Re: [PATCH net-next v4 4/4] net: gro: move L3 flush checks to tcp_gro_receive

From: Richard Gobert
Date: Wed Mar 27 2024 - 12:13:58 EST


Paolo Abeni wrote:
> On Tue, 2024-03-26 at 18:25 +0100, Richard Gobert wrote:
>> Paolo Abeni wrote:
>>> Hi,
>>>
>>> On Tue, 2024-03-26 at 16:02 +0100, Richard Gobert wrote:
>>>> This patch is meaningful by itself - removing checks against non-relevant
>>>> packets and making the flush/flush_id checks in a single place.
>>>
>>> I'm personally not sure this patch is a win. The code churn is
>>> significant. I understand this is for performance's sake, but I don't
>>> see the benefit???
>>>
>>
>> Could you clarify what do you mean by code churn?
>
> The diffstat of this patch is not negligible and touches very sensitive
> areas.
>

diff mainly touches flush/flush_id/is_atomic, the new code should be
less complex. I agree this is sensitive as it is part of core GRO -
I checked all relevant flows manually, but I can also create more
tests and ensure that logic remains the same.

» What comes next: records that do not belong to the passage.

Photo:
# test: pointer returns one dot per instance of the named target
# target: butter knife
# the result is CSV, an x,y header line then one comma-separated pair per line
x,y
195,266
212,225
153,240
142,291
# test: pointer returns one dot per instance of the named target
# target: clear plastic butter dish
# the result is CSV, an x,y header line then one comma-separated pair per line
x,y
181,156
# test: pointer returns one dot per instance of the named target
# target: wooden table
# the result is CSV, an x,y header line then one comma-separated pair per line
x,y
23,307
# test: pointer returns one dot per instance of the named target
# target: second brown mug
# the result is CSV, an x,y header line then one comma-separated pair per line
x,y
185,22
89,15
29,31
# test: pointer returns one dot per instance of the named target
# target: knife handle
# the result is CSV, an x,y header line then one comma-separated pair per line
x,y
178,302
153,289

>>> he changelog shows that perf reports slightly lower figures for
>>> inet_gro_receive(). That is expected, as this patch move code out of
>>> such functio. What about inet_gro_flush()/tcp_gro_receive() where such
>>> code is moved?
>>>
>>
>> Please consider the following 2 common scenarios:
>>
>> 1) Multiple packets in the GRO bucket - the common case with multiple
>> packets in the bucket (i.e. running super_netperf TCP_STREAM) - each layer
>> executes a for loop - going over each packet in the bucket. Specifically,
>> L3 gro_receive loops over the bucket making flush,flush_id,is_atomic
>> checks. 
>
> Only for packets with the same rx hash.
>

Right, but there are only 8 GRO buckets, so a collision can still happen
on multiple concurrent streams.

>> For most packets in the bucket, these checks are not
>> relevant. (possibly also dirtying cache lines with non-relevant p
>> packets). Removing code in the for loop for this case is significant.
>>
>> 2) UDP/TCP streams which do not coalesce in GRO. This is the common case
>> for regular UDP connections (i.e. running netperf UDP_STREAM). In this
>> case, GRO is just overhead. Removing any code from these layers
>> is good (shown in the first measurement of the commit message).
>
> If UDP GRO is not enabled, there are no UDP packet staging in the UDP
> gro engine, the bucket list is empty.
>
>>> Additionally the reported deltas is within noise level according to my
>>> personal experience with similar tests.
>>>
>>
>> I've tested the difference between net-next and this patch repetitively,
>> which showed stable results each time. Is there any specific test you
>> think would be helpful to show the result?
>
> Anything that show measurable gain. 
>
> Reporting the CPU utilization in the inet_gro_receive() function alone
> is not enough, as part of the load has been moved into
> gro_network_flush()/tcp_gro_receive().
>

Got it, the numbers I reported were only relevant to UDP flows (so
measuring perf top with -g flag showed the same improvement). I'll post in v5
numbers relevant to TCP as well.

Thanks